Defence Secretary Pete Hegseth was aware of the operation, and the Trump administration was considering more actions like this, a source told CBS.

When asked by reporters what the US would do with the oil on the tanker, Trump said: "We keep it, I guess... I assume we're going to keep the oil."

Maritime risk company Vanguard Tech identified the vessel as the Skipper and said it believed the ship had been "spoofing" its position - or broadcasting a false location - for a long time.

BBC Verify has since confirmed that the vessel in the footage released by the Department of Homeland Security is the Skipper.

The US treasury department sanctioned the Skipper in 2022, CBS reported, for alleged involvement in oil smuggling that generated revenue for Hezbollah and the Islamic Revolutionary Guard Corps-Quds Force.

BBC Verify also located this tanker on MarineTraffic, which shows it was sailing under the flag of Guyana when its position was last updated two days ago.

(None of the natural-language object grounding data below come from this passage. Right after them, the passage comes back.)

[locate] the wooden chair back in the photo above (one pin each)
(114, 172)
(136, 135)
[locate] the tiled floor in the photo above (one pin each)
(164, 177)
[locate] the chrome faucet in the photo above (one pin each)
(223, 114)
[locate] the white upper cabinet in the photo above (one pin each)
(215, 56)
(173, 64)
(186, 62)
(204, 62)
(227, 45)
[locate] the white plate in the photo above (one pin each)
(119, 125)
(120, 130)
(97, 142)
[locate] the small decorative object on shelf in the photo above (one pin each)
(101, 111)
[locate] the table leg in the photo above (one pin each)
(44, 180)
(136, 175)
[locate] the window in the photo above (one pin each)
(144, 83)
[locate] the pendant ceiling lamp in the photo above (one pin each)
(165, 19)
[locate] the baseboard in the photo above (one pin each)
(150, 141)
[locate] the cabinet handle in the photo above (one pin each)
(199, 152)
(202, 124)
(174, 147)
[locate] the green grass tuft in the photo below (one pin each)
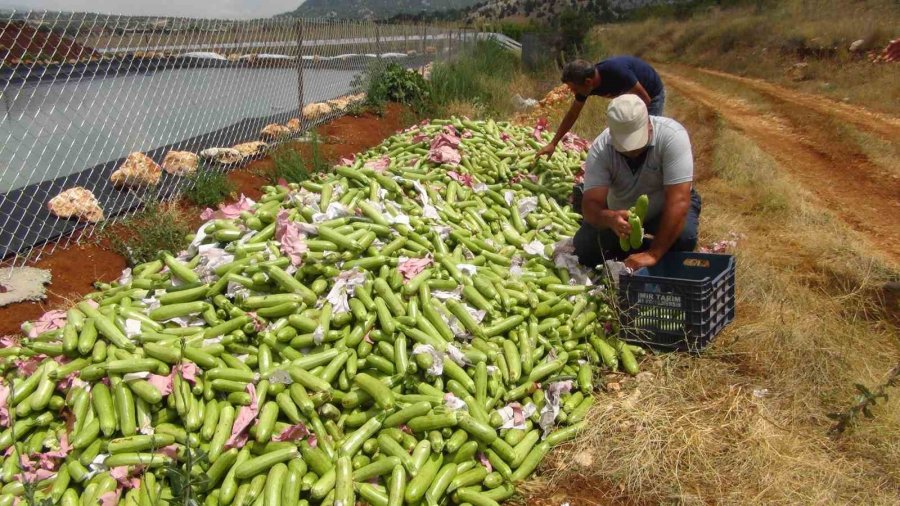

A statement from Guyana's Maritime Administration Department on Wednesday evening, however, said that the Skipper was "falsely flying the Guyana Flag as it is not registered in Guyana."

The Skipper's port of call log shows it called in Iran, Iraq, and the UAE from 30 June to 9 July this year. Its most recent stop, according to MarineTraffic, was at Soroosh port in Iran on 9 July.

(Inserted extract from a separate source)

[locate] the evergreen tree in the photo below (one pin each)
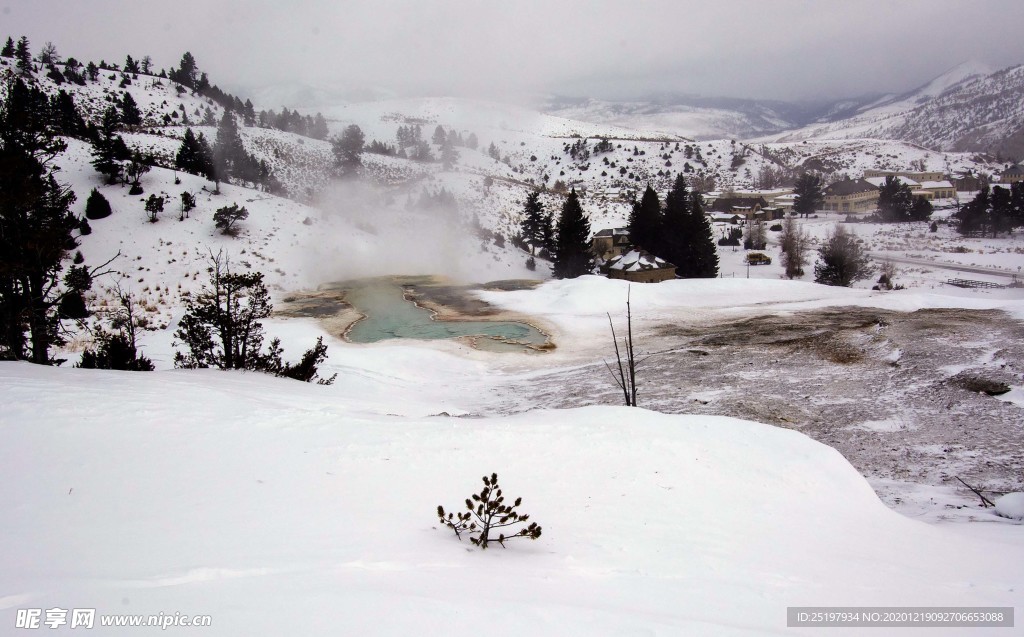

That does not mean that it has not called at multiple other ports since then.

MarineTraffic shows it was last near Iran in mid-September before arriving off the coast of Guyana at the end of October and making minimal further movement since then. This data may be partial or incorrect because of spoofing.

MarineTraffic lists the beneficial owner and operator as Nigeria-based Thomarose Global Ventures Ltd and it lists the registered owner as Marshall Islands-based Triton Navigation Corp.

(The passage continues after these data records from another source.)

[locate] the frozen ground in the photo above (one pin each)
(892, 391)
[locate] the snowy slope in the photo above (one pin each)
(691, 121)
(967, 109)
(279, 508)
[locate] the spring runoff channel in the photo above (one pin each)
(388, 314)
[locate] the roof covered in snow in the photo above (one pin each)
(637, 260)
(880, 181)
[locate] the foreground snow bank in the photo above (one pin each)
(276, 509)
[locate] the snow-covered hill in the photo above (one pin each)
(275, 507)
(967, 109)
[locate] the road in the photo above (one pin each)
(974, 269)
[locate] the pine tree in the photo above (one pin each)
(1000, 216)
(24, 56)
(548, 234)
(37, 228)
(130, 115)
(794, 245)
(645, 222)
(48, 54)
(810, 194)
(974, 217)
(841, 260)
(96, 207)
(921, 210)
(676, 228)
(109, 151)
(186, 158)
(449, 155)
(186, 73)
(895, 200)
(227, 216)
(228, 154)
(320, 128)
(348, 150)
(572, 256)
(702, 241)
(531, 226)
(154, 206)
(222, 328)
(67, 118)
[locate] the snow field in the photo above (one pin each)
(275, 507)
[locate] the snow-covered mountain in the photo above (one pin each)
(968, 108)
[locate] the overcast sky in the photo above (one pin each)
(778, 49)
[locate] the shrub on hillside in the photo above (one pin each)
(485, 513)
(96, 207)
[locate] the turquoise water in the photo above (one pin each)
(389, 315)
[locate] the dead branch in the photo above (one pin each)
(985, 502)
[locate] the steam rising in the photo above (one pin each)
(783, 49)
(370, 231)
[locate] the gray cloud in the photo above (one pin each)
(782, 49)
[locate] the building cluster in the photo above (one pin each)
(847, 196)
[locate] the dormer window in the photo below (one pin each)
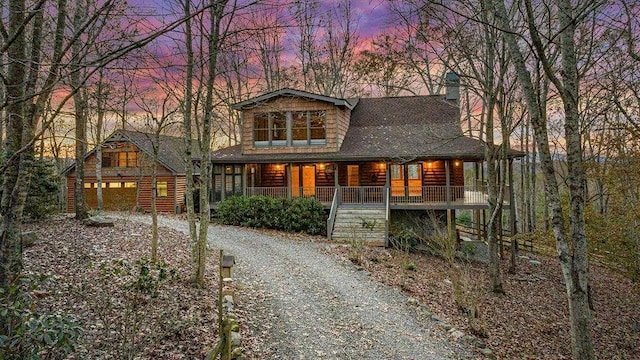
(290, 128)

The Venezuelan government issued a statement denouncing the seizure as a "grave international crime".

Interior Minister Diosdado Cabello called the US "murderers, thieves, pirates".

He referred to Pirates of the Caribbean, but said that while that film's lead character Jack Sparrow was a "hero", he believed "these guys are high seas criminals, buccaneers".

Cabello said this was how the US had "started wars all over the world".

Speaking at a rally earlier on Wednesday, Maduro had a message for Americans opposed to war with Venezuela. It came in the form of a 1988 hit song.

"To American citizens who are against the war, I respond with a very famous song: Don't worry, be happy," Maduro said in Spanish before singing along to the lyrics of the 1988 hit.

"Not war, be happy. Not, not crazy war, not, be happy."

It's unclear if Maduro knew about the seizure of the tanker before this rally.

In recent days, the US has ramped up its military presence in the Caribbean Sea, which borders Venezuela to the north.

The build-up involves thousands of troops and the USS Gerald Ford being positioned within striking distance of Venezuela, BBC Verify reported.

The move has sparked speculation about the potential for some kind of military action.

Since September, the US has conducted at least 22 strikes on boats in the region that the Trump administration says are smuggling drugs. At least 80 people have died in these attacks.